Bonsoir Catherine !
Il est passionné par les constructions traditionnelles et particulièrement en terre.
Cela ne m'étonne pas... moi aussi, même si je ne suis pas architecte. Dès le début de mon intérêt pour le Mali et dès mon premier voyage dans ce pays unique (il y a plus de 20 ans), ce mode de construction me fascine. Au Mali, la construction en banco vit et vit (encore) mais le
Maroc aussi est un bon exemple pour ça (> les ksars). Lors de ma première visite à Tombouctou, j'ai eu la chance (impossible aujourd'hui) d'entrer dans la mosquée de Djingereyber (on m'a invité, pas la règle même dans cette époque) : la Djingereyber est la plus ancienne (700 ans) des trois grandes mosquées à Tombouctou, les deux autres, la Sankoré et la Sidi Yahia, sont plus jeunes (et plus petites) que la Djingereyber... Une aventure rare. Voici une photo prise le jour de cette visite :
Mais, ne nous montons pas le bourrichon, la modernité fait son entrée dans cette culture également (des stéréotypes architectoniques importés de l'Occident et du Moyen Orient, des matériaux occidentaux comme le ciment, la tôle ondulée, le béton armé etc.). On peut les voir déjà en brousse, ces édifices bêtes et banals construits du ciment etc. A l'époque, on a crépi en commun les bâtiments après la saison des pluies, toutes les membres de famille y ont participé, et toutes les familles ont participé à crépir leurs mosquées. Un rite collectif pour consolider la solidarité dans la famille et dans la communauté. Aujourd'hui, on voit ce travail de plus en plus comme une corvée...
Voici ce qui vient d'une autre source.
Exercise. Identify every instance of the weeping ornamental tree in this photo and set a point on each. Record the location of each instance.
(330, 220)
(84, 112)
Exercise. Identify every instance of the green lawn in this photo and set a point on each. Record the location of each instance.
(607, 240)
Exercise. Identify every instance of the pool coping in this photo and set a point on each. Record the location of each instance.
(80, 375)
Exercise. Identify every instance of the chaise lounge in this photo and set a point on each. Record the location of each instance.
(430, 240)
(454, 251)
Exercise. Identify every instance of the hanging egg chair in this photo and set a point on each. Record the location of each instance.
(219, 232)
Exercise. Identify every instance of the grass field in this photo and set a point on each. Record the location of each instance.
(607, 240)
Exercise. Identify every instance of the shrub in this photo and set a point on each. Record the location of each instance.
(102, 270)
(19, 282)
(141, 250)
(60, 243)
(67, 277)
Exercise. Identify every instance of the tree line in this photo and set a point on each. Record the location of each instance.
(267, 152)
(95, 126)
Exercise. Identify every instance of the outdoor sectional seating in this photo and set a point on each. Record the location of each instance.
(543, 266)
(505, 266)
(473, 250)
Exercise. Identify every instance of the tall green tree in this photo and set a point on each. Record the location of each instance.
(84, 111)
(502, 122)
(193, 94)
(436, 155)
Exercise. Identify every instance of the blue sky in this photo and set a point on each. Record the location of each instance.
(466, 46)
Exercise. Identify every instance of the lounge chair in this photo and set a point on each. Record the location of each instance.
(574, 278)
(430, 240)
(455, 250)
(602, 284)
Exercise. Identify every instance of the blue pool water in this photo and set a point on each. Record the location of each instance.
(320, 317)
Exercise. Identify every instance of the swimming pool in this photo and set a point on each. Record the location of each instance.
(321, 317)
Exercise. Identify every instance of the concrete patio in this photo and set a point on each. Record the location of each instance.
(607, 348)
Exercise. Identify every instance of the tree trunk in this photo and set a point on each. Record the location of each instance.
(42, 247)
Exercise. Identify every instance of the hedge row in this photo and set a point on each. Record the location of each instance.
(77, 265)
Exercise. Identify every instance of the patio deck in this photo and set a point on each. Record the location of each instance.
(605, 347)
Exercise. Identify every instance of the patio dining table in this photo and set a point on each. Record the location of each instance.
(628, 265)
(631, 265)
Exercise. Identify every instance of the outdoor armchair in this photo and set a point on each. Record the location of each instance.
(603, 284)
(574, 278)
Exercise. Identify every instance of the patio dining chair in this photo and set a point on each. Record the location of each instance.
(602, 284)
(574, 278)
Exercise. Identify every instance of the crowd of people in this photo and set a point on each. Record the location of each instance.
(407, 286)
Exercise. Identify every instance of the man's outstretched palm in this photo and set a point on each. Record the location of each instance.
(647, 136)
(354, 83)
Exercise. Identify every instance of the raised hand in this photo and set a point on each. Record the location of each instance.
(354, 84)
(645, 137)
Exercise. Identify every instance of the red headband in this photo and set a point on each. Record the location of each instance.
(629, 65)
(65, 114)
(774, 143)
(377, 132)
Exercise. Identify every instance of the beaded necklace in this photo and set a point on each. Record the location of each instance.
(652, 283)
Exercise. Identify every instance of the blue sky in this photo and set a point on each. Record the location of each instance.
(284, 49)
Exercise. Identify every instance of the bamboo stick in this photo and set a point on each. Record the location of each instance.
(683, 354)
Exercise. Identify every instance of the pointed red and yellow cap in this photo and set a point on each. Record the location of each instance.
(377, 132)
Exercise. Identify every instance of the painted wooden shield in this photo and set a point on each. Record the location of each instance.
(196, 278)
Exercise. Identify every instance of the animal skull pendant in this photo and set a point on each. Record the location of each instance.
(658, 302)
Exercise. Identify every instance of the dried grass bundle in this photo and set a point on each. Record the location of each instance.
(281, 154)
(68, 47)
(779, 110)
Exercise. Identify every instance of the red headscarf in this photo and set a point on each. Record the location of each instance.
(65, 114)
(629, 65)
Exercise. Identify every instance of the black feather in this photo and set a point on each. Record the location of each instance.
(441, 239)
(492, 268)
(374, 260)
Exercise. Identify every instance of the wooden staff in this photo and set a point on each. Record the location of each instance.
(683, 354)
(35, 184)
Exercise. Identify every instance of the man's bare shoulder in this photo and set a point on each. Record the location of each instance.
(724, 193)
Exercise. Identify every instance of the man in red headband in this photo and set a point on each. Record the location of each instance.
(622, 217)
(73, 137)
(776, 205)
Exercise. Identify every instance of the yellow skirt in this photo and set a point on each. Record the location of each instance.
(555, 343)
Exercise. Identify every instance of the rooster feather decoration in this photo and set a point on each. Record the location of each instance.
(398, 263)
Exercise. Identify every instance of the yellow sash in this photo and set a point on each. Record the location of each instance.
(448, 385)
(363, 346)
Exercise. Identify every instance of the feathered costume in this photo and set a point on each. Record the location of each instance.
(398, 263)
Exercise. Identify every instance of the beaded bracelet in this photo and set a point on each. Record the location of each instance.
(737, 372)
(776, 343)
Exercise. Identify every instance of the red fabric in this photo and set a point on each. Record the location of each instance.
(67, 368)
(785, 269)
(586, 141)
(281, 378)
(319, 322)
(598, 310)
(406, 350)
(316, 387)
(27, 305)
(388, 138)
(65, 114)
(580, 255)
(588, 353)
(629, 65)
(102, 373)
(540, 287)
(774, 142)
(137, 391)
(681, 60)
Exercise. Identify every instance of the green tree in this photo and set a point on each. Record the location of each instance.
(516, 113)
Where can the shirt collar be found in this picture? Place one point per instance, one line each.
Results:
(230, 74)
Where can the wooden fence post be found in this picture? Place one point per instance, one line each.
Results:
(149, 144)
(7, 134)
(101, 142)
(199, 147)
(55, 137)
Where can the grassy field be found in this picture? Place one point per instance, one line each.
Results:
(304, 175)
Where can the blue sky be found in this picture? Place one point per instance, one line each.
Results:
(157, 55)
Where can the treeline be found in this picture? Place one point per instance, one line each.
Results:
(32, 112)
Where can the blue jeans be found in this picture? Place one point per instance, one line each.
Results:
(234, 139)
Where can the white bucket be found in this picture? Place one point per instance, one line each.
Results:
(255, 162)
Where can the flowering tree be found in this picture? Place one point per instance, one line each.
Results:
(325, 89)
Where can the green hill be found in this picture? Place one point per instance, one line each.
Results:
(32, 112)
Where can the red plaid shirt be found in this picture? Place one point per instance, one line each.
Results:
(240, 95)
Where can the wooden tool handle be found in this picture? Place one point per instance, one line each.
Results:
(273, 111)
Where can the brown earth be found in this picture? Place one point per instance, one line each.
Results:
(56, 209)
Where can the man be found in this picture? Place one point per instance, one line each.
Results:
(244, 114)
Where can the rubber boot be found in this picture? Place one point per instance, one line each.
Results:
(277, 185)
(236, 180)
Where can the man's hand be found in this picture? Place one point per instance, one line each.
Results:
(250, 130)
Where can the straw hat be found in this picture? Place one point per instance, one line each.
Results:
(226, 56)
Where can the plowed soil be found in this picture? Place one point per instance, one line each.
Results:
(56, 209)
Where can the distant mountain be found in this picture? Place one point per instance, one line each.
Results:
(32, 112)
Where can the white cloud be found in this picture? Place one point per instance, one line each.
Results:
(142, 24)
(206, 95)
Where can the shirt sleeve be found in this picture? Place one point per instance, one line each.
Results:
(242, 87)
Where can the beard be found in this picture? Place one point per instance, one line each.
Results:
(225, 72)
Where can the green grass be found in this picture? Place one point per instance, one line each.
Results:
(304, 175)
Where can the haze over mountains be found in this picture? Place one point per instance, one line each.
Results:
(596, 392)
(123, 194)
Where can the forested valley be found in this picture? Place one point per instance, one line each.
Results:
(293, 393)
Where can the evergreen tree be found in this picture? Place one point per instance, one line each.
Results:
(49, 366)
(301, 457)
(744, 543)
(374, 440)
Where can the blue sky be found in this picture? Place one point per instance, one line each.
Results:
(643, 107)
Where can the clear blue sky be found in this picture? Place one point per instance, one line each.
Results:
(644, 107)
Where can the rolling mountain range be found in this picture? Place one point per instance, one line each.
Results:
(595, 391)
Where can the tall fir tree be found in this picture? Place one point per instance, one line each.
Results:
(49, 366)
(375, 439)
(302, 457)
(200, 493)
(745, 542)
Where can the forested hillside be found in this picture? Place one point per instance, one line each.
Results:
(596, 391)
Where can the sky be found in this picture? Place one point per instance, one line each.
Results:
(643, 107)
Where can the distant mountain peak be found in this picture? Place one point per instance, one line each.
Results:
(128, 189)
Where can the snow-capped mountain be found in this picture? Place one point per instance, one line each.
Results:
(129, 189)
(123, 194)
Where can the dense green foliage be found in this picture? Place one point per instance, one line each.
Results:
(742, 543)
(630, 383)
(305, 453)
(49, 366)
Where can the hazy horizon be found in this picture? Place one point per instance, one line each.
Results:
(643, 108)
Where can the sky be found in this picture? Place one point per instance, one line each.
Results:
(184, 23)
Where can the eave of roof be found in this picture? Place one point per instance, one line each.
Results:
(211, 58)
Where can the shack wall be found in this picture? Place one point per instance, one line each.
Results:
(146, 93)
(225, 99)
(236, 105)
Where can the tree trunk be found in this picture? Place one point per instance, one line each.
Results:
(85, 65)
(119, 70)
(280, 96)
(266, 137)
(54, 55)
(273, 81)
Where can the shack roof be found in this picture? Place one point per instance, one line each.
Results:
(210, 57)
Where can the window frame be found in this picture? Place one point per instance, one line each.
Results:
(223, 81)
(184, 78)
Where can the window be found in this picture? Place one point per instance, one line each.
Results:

Il pense que l'architecture contemporaine peut y trouver des astuces de construction aussi bien pour la technique que pour le confort, nettement moins énergivore que le tout béton/acier/verre.
Je suis certain qu'il a raison, OUI... L'argile est un matériau très ancien, un des premiers du tout. Mais, curieusement, ce matériau n'est pas très répandu en Europe (je ne sais pourquoi) même si le mouvement écologique des années 80 l'a redécouvert. Très bel exemple : la
Kapelle der Versöhnung (chapelle de la réconciliation) à
Berlin. Elle se trouve à la
Bernauer Straße (= symbole douloureux du partage de
Berlin en 1961) et appartient à la
Gedenkstätte Berliner Mauer (lieu commémoratif du Mur de
Berlin) :
www.google.de/...&ved=0CD0Q9QEwBQ
. En raison de coûts, la chapelle n'a pas de chauffage. Pas nécessaire, ce sont les qualités climatiques de l'argile qui viennent en aide : en été, une protection contre la chaleur, en hiver contre la froideur au-dehors...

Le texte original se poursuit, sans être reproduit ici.